Dear all,
I am transforming my RNA-Seq count data using voom function of limma
package. I need to get the transformed data using the log normalized
data (voom.object$E) and the weight matrix (voom.object$weights). I am
interested in applying multivariate analysis such as classification
and clustering analysis, instead of differential expression. Thus, I
want to ask if there is a way to get this transformed data, to work
with this data outside limma package.
Thanks,
Gokmen
-- output of sessionInfo():
R version 3.0.3 (2014-03-06)
Platform: x86_64-apple-darwin10.8.0 (64-bit)
locale:
[1] C
attached base packages:
[1] parallel stats graphics grDevices utils datasets
methods base
other attached packages:
[1] edgeR_3.2.4 tweeDEseqCountData_1.0.9
BiocInstaller_1.10.4
[4] ReadqPCR_1.6.0 affy_1.38.1 limma_3.16.8
[7] Biobase_2.20.1 BiocGenerics_0.6.0
loaded via a namespace (and not attached):
[1] affyio_1.28.0 preprocessCore_1.22.0 tools_3.0.3
[4] zlibbioc_1.6.0
--
Sent via the guest posting facility at bioconductor.org.

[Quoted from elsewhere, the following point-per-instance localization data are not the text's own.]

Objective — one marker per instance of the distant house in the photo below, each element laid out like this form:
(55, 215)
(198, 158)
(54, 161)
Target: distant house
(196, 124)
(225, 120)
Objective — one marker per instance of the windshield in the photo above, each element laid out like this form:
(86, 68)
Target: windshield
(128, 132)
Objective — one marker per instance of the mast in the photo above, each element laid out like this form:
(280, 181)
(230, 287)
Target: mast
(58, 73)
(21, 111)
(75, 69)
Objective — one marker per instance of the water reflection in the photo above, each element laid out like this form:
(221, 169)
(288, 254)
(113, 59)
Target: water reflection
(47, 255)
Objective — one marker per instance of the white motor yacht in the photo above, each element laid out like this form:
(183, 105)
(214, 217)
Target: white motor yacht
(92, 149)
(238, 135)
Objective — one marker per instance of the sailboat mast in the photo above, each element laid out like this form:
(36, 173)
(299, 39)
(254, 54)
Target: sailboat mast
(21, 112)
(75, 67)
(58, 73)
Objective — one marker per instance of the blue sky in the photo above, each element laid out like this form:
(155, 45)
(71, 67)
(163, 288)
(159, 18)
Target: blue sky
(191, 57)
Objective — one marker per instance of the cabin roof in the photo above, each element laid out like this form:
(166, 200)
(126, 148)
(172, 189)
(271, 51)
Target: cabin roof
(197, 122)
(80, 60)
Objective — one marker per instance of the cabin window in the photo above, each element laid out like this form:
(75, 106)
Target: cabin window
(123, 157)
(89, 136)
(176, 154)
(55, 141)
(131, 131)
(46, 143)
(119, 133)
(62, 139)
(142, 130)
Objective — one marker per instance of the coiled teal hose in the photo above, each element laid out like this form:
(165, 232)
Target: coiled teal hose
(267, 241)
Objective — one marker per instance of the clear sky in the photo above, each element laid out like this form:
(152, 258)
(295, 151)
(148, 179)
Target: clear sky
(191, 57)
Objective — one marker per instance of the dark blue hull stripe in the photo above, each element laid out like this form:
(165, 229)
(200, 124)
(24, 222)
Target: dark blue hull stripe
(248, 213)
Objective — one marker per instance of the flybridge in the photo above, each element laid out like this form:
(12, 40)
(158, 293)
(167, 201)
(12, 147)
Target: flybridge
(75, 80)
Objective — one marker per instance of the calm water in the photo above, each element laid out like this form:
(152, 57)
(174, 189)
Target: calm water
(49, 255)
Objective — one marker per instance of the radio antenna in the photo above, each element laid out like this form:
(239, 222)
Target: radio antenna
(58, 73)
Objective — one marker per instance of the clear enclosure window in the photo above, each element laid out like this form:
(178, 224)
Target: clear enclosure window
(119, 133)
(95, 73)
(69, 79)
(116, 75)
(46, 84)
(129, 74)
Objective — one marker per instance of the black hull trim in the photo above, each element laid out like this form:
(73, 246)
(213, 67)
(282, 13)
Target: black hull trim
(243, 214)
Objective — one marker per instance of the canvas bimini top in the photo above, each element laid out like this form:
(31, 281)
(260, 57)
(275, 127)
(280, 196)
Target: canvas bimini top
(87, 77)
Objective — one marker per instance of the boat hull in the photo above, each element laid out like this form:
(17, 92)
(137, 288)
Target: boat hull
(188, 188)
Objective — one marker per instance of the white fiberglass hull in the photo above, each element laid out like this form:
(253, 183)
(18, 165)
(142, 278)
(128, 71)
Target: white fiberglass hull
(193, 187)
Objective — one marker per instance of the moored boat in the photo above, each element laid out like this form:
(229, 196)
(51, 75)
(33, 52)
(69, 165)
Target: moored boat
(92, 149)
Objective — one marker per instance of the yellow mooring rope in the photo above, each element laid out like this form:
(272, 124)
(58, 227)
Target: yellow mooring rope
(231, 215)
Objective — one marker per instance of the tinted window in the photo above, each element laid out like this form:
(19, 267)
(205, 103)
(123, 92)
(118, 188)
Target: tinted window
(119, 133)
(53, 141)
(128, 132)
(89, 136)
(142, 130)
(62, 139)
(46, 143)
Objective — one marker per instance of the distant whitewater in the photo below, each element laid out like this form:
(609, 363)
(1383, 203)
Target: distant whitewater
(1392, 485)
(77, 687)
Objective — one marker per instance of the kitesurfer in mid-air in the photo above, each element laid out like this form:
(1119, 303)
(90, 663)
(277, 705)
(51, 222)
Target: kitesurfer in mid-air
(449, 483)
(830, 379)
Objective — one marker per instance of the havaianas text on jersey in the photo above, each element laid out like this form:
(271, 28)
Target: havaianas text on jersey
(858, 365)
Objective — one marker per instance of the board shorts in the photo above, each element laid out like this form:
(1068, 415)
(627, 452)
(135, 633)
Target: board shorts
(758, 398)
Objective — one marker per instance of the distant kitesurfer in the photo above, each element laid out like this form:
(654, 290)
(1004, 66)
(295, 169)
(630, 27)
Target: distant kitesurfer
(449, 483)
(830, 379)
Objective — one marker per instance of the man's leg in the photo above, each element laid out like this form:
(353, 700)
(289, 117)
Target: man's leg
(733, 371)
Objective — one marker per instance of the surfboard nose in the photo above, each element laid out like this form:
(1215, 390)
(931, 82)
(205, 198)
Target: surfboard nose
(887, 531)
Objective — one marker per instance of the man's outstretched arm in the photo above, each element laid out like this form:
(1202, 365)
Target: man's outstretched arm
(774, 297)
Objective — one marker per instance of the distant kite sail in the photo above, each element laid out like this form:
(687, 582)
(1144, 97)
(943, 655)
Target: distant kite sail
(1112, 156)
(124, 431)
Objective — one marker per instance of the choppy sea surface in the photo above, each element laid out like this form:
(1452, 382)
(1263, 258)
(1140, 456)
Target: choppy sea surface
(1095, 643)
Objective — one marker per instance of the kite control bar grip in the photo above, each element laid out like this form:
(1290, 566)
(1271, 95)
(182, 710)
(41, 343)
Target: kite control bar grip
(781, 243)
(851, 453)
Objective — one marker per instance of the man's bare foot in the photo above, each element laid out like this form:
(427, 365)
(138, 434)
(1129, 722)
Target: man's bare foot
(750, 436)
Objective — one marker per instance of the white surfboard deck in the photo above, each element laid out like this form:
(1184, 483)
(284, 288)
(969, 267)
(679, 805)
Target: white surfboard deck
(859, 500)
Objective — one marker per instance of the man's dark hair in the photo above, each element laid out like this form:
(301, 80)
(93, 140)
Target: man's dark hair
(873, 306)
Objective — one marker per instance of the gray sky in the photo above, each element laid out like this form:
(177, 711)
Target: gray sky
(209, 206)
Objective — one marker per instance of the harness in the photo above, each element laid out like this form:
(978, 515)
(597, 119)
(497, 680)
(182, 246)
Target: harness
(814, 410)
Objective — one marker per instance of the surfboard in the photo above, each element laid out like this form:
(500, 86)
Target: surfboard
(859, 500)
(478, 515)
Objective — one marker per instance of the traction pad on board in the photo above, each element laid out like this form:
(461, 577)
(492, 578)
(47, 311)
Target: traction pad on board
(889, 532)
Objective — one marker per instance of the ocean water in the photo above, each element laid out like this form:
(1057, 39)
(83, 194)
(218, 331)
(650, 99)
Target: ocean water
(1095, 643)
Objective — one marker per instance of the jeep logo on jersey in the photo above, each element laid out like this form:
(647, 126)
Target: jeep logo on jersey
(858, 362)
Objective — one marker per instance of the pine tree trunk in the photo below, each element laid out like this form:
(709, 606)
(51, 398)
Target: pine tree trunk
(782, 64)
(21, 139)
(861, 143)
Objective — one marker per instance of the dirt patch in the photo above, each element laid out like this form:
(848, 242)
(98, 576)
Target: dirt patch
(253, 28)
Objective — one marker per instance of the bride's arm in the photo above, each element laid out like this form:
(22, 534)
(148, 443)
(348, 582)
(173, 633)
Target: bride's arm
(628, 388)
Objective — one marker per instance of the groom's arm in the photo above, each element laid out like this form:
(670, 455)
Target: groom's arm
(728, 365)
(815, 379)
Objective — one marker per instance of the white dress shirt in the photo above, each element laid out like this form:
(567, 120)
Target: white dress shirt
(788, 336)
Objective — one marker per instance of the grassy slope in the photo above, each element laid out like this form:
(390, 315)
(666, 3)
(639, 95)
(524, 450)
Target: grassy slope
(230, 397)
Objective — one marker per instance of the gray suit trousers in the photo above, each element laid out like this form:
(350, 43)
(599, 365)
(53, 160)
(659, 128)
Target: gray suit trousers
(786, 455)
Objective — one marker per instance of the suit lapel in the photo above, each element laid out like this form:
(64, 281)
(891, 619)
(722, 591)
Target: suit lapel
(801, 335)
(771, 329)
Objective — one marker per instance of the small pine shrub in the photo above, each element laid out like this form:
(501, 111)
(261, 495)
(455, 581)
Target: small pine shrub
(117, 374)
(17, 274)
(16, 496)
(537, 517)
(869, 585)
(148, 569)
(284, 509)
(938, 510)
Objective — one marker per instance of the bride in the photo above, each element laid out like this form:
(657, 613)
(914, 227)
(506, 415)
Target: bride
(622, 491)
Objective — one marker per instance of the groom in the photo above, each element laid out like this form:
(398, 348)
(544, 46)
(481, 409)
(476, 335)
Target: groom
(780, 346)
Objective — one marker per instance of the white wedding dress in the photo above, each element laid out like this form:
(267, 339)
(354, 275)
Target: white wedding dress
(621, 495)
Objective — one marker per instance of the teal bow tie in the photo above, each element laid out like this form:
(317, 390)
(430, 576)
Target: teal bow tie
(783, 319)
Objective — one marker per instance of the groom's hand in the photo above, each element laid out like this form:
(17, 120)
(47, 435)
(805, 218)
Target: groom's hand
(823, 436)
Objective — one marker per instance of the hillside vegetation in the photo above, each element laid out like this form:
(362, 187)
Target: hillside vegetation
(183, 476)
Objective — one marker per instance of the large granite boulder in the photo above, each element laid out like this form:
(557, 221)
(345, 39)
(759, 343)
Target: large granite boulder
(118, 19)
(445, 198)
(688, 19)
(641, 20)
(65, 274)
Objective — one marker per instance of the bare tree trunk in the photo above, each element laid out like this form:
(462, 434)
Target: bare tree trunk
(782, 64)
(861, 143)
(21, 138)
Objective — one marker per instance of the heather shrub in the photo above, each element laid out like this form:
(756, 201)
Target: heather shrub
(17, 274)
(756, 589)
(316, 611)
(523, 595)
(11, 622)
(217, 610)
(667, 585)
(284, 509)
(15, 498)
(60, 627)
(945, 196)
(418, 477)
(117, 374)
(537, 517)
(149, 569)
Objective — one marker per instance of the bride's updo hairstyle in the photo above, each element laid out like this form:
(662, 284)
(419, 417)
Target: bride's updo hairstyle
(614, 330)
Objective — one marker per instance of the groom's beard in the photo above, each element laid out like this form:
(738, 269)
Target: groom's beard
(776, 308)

You ask how to get the data from voom, but you clearly already know how to get voom.object$E and voom.object$weights, which is the output from voom.
Are you hoping that there is some way to combine these two quantities, so that the weights are no longer needed? No there isn't. The whole point of the voom method is to keep the log-cpm values and weights separate. As the published paper explains, the output should be used with software that is able to make use of the precision weights.
If you want to obtain log-cpm or log-rpkm values for clustering, then I suggest the cpm() or rpkm() functions in the edgeR package (using a largish value for the prior.count).